REPUBLIKA.CO.ID, JAKARTA -- Penyidik KPK Novel Baswedan menegaskan petinggi Lippo Group, Eddy Sindoro, ditangkap KPK bukan karena adanya red notice. Eddy Sindoro ditangkap menggunakan cara lain.
"Eddy Sindoro tidak ditangkap berdasarkan red notice Eddy Sindoro ditangkap saat Mabes Polri masih memproses red notice, red notice tidak pernah digunakan untuk penangkapan Eddy Sindoro," kata Novel Baswedan di Pengadilan Tindak Pidana Korupsi (Tipikor) Jakarta, Kamis (10/1).
Novel Baswedan menjadi saksi untuk terdakwa Lucas yang didakwa membantu pelarian Eddy Sindoro selaku terdakwa dugaan tindak pidana korupsi memberi hadiah atau janji kepada pegawai negeri atau penyelenggara negara terkait dengan pengurusan perkara di Pengadilan Negeri Jakarta Pusat sejak 2016. Eddy Sindoro diketahui sudah berada di luar negeri sejak April 2016.
Saat ini, Eddy Sindoro masih berstatus sebagai saksi dalam perkara penyuapan kepada panitera PN Jakarta Pusat. Lalu, ia berpindah-pindah negara hingga akhirnya menyerahkan diri ke penyidik KPK di Singapura pada 12 Oktober 2018.
Eddy Sindoro. (Republika/Wihdan)
Novel adalah koordinator tim penyidik dalam penyidikan untuk tersangka Eddy Sindoro maupun Lucas. "Ada beberapa cara yang ditempuh KPK, tidak semata-mata red notice saja karena keberhasilan red notice kecil tetapi di KPK ada cara lain yang ternyata lain lebih tinggi keberhasilannya, saya sudah beberapa kali melakukan penangkapan di luar negeri tanpa red notice, misalnya dengan bekerja sama dengan KPK di negara lain," tambah Novel.
Red notice adalah permintaan untuk menemukan dan menahan sementara seseorang yang dianggap terlibat dalam kasus kriminal. Namun, status seseorang tersebut sudah ditetapkan sebagai tersangka dan masuk dalam daftar pencarian orang (DPO).

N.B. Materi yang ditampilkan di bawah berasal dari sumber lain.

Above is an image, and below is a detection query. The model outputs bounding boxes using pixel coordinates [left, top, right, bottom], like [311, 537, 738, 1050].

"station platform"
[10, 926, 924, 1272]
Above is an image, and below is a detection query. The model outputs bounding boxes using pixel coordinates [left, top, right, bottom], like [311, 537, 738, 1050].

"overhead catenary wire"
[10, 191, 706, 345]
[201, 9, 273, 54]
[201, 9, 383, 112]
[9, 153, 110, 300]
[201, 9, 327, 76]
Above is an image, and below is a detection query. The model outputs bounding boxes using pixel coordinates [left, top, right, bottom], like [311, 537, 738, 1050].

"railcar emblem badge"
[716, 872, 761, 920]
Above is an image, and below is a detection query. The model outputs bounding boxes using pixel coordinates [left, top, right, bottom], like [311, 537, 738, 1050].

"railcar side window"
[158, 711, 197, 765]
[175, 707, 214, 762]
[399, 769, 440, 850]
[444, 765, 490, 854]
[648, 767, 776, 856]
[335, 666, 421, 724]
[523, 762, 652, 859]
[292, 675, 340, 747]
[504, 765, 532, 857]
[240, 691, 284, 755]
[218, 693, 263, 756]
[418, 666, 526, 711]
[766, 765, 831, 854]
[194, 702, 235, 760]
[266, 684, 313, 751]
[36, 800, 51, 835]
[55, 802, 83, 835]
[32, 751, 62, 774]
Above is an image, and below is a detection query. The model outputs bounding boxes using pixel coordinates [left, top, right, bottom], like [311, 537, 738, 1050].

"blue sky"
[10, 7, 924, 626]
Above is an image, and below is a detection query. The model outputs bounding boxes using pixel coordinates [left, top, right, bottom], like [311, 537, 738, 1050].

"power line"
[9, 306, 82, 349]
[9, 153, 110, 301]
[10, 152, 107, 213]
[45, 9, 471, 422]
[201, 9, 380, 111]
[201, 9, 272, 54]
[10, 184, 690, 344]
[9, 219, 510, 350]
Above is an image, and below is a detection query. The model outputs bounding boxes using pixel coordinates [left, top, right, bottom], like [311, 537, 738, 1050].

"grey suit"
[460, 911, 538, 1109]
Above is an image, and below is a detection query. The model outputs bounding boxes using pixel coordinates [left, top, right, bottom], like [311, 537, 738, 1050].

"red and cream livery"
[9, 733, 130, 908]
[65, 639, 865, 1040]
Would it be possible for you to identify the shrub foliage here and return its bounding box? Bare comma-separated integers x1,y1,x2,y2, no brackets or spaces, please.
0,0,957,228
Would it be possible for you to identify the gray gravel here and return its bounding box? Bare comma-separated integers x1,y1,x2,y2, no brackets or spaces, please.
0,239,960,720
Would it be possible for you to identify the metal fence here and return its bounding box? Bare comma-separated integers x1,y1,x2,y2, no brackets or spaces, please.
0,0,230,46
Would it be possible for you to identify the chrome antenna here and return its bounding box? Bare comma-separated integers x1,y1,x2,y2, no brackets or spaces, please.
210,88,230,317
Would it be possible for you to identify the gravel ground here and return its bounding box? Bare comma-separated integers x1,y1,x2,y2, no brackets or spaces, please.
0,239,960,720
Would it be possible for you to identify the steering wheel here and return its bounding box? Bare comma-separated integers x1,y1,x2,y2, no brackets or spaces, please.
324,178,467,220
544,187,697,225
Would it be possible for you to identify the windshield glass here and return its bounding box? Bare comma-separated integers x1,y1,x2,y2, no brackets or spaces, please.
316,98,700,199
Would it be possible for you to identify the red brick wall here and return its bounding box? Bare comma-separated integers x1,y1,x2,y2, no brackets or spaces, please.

Untuk menerbitkan red notice, kepolisian dari negara anggota interpol akan lebih dahulu mengirimkan permintaan pencarian dan penangkapan seorang tersangka. "Eddy Sindoro ditetapkan sebagai tersangka sejak November 2016, kami melakukan pemanggilan ke yang bersangkutan tetapi tidak datang karena sedang di luar negeri, lalu kembali lagi dipanggil pada Maret 2017 tetapi tidak hadir dan tidak mau hadir karena berada di luar negeri," ungkap Novel.
Pada November 2016, KPK mendapat rekaman pembicaraan antara Eddy Sindoro dan Lucas yang menunjukkan bahwa Eddy tidak mau pulang dan Lucas memberikan saran dan masukan untuk tidak pulang. Selanjutnya, kata Novel, pihaknya dapat info sekitar September 2018 bahwa Eddy pernah dideportasi dari Malaysia ke Indonesia.
Terdakwa kasus perintangan penyidikan perkara korupsi, Lucas, menjalani sidang di Pengadilan Tipikor, Jakarta, Kamis (10/1/2019). (ANTARA)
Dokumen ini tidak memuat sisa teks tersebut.